Читать книгу Mord im Lesesaal - Susanne Mathies - Страница 15

Entdeckung

Оглавление

Der Mensch und das Menschsein tritt bei dem Fall weit in den Hintergrund.

Wilhelm Schapp, In Geschichten verstrickt

Fanfarenklang! Cressida schreckte aus ihren Gedanken auf und sah sich um. Wer war der Übeltäter, der ein eingeschaltetes Handy in den Lesesaal gebracht hatte? Wer immer es war, würde er sich gleich unter den dolchscharfen Vorwurfsblicken der anderen Besucher winden und auf dem Boden hinauskriechen, wie es sich gehörte?
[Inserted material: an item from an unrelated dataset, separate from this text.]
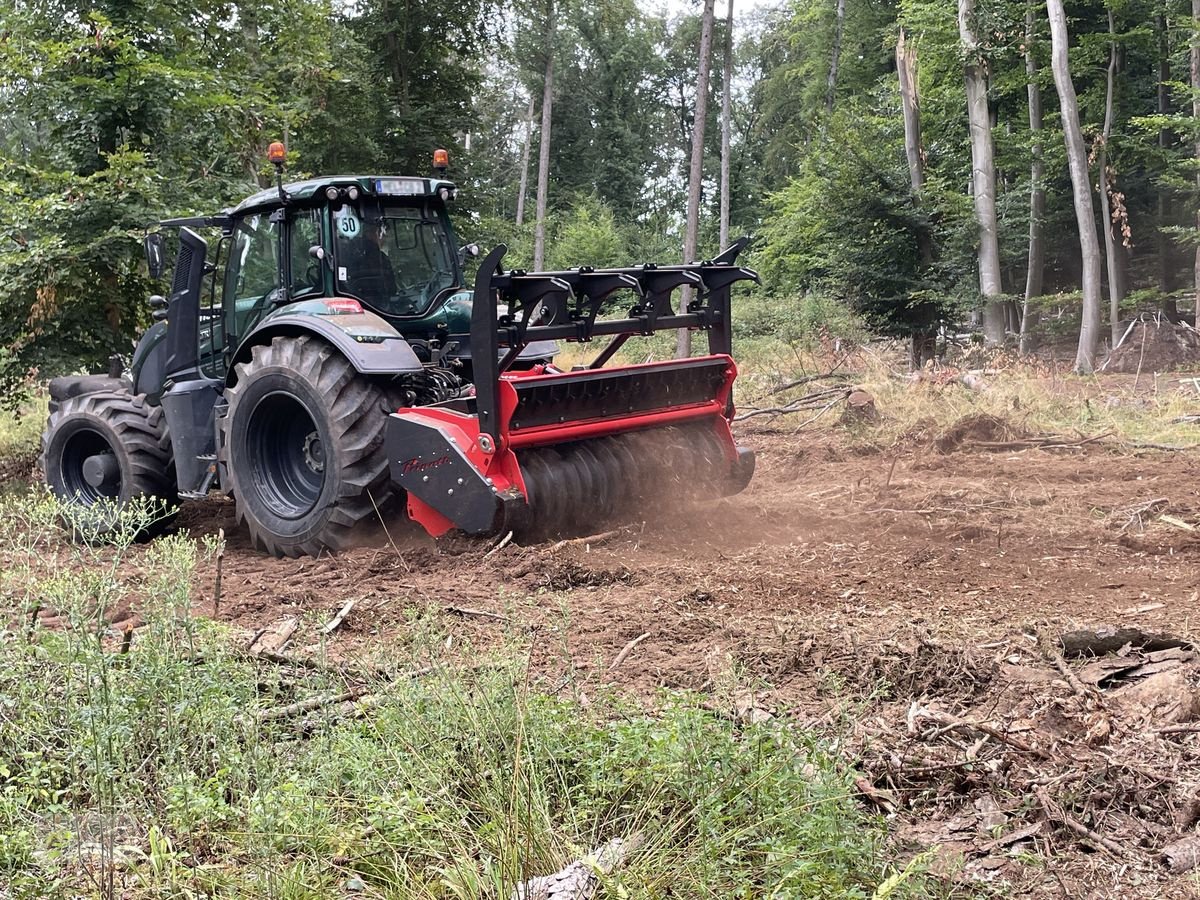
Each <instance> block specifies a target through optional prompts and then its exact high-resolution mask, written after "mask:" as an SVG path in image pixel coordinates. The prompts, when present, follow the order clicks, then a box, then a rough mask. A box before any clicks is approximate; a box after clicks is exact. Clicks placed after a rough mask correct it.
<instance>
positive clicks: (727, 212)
mask: <svg viewBox="0 0 1200 900" xmlns="http://www.w3.org/2000/svg"><path fill="white" fill-rule="evenodd" d="M726 1H727V4H728V10H726V13H725V70H724V72H722V73H721V74H722V79H721V222H720V241H719V244H720V250H725V248H726V247H727V246H728V245H730V115H731V113H732V109H731V108H732V104H733V98H732V89H731V82H732V80H733V0H726Z"/></svg>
Der elektronische Krach dröhnte weiter durch den Lesesaal. Die anderen schienen das einfach zu ignorieren, aber Cressida wurde neugierig. Wer hatte hier so gute Nerven, dass er sein Handy einfach vor sich hin lärmen ließ? Das Geräusch schien aus der Gegend der roten Ledersessel zu kommen, von dort, wo immer noch der Obdachlose schlief, den sie vorhin beobachtet hatte. Seltsam – vor ihm lag eine dunkle Masse auf dem Boden. Sie stand auf und ging zum Sessel.

Der schlaffe Körper einer schlanken Frau in Jeans und Sweatshirt hing halb auf dem Schoß des ungepflegten Mannes, halb auf dem Teppich. Das sah bizarr aus, wie in einem Underground-Film über ungleiche Sexpartner. Irgendwie schmuddelig und völlig falsch. Dazu ertönte immer noch der schrille Fanfarenklang, er schien mitten aus dem Körper des Mannes zu kommen. Der Mann lag bewegungslos im Sessel.

»Karin?« Inzwischen hatte sie die Lesesaalaufsicht an dem Tattoo auf dem linken Handgelenk erkannt, einer schwarze Tulpe.

Karin rührte sich nicht. Um Himmels willen – hoffentlich war ihr nichts passiert! Was hatte sie mit diesem unappetitlichen Mann zu tun, und warum rührte der sich nicht? Karins rechter Arm lag unter ihrem Körper, so als ob sie sich tatsächlich gerade an dem Mann zu schaffen gemacht hätte. Bei so einer Szene würde Cressida sofort den Fernsehkanal wechseln, es war nicht zu fassen, dass im wirklichen Leben etwas passierte, was einfach nicht sein durfte. Cressida packte Karin an der Schulter und schüttelte sie. Ein leises Aufstöhnen, weiter kam keine Reaktion, aber wenigstens schien sie ansprechbar zu sein.

»Karin, was ist passiert? Bist du verletzt? Sag doch was! Kann ich dir irgendwie helfen?«

Karin hob den Kopf, versuchte aufzustehen, scheiterte jedoch bei dem Versuch, sich mit beiden Händen am Boden abzustützen. Stattdessen schrie sie auf und hielt ihre rechte Hand hoch.

Sie hatte allen Grund zum Schreien, dachte Cressida. Denn Karin hielt einen blutverschmierten Dolch in der Hand.

Die Fanfare wurde lauter, dann brach sie mitten im Klang ab.